What got me started in the custom screen printing industry?

I remember when I first got interested in the potential of pursuing a career in creating custom T-shirts. I used to be in the asphalt industry and it was a hard dollar. We’re talking well before the Internet had even been invented and very few people if any had cell phones. I would head out my door around 5:30 p.m. because that’s when everybody started to get home from work. I remember knocking on doors and asking people if they would be interested in a quote on sealing or patching their driveway while my crew was down the street working at their neighbors. I would finally end up getting home around eight o’clock and then I would have to schedule the job for the next day. A lot can change very quickly when you’re in a business that cannot be conducted in the rain.

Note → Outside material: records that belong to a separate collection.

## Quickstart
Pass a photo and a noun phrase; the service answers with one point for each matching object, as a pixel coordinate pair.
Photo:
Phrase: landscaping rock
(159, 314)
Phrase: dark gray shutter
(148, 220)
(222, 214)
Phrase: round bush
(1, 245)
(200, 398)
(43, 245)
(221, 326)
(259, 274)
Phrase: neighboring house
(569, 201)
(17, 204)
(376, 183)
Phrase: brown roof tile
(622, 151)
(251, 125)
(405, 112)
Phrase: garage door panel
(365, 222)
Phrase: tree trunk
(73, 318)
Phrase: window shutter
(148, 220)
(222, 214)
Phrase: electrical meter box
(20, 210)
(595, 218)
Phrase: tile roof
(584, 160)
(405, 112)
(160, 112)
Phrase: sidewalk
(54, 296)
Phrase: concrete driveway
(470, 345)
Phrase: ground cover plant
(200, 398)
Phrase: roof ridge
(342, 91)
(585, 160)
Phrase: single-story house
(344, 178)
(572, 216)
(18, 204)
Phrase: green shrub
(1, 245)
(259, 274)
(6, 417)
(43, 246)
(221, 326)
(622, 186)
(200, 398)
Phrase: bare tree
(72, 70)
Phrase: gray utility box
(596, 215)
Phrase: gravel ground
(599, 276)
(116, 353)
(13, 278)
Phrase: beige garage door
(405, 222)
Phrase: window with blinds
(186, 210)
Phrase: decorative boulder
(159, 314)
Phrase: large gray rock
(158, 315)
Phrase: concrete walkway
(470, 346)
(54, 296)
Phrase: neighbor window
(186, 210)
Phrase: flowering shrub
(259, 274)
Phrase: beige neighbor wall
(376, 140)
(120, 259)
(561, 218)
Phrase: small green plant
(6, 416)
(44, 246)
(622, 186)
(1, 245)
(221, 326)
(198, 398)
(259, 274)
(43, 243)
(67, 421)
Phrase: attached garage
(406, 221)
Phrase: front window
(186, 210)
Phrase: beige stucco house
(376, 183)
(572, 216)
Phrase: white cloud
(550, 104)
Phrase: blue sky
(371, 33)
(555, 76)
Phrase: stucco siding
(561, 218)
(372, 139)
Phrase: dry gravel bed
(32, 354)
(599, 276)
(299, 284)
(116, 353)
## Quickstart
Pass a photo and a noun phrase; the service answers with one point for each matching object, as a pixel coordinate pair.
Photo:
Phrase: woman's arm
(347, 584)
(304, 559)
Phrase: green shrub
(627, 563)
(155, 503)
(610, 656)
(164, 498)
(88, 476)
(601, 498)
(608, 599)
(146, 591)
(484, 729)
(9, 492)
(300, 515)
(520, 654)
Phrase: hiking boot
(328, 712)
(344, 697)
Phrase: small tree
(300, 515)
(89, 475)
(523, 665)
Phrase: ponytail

Although it was a tough way to make a living, I was young and I was strong with a wife and daughter.  I had a lot of pressure to produce. I remember working extremely hard for seven or eight months of the year and then the St. Louis winter would start to set in or around November and work would stop. Unfortunately the bills kept on coming. I remember hanging out at Northwest Plaza just people watching and I noticed that everyone who passed by was wearing something with a logo or piece of artwork on it in the way of a tee shirt or hat. I thought to myself, I can do that. I don’t know the first thing about it, but I think I could sell it. So I went and got some business cards printed up and sold my first screen printing in custom embroidery job. At first I was very excited, and then it occurred to me that they probably want their T-shirts. I remember finding an old broken down T-shirt press that was homemade, rusting in someone’s garage and I ended up buying it for about $75. I remember pulling down the head of the press and letting it go, and it catapulted the squeegee across the room and hit the wall. Although I wasn’t an experienced tee shirt printer, I had a feeling that that was not supposed to happen. To make a long story short, I ended up finishing the job and all my customer knew was that the shirts looked good and he got them on time. I did end up getting paid in full for my effort. I ruined a lot of shirts in the process, but just viewed it as paying for my education. I found a St. Louis embroidery and screen printing company who I went to work for in order to get some firsthand experience of how this was done and how a silkscreen press should perform. Here we are more than 20 years later and I’m still in business and the company that I went to work for has long since closed its doors.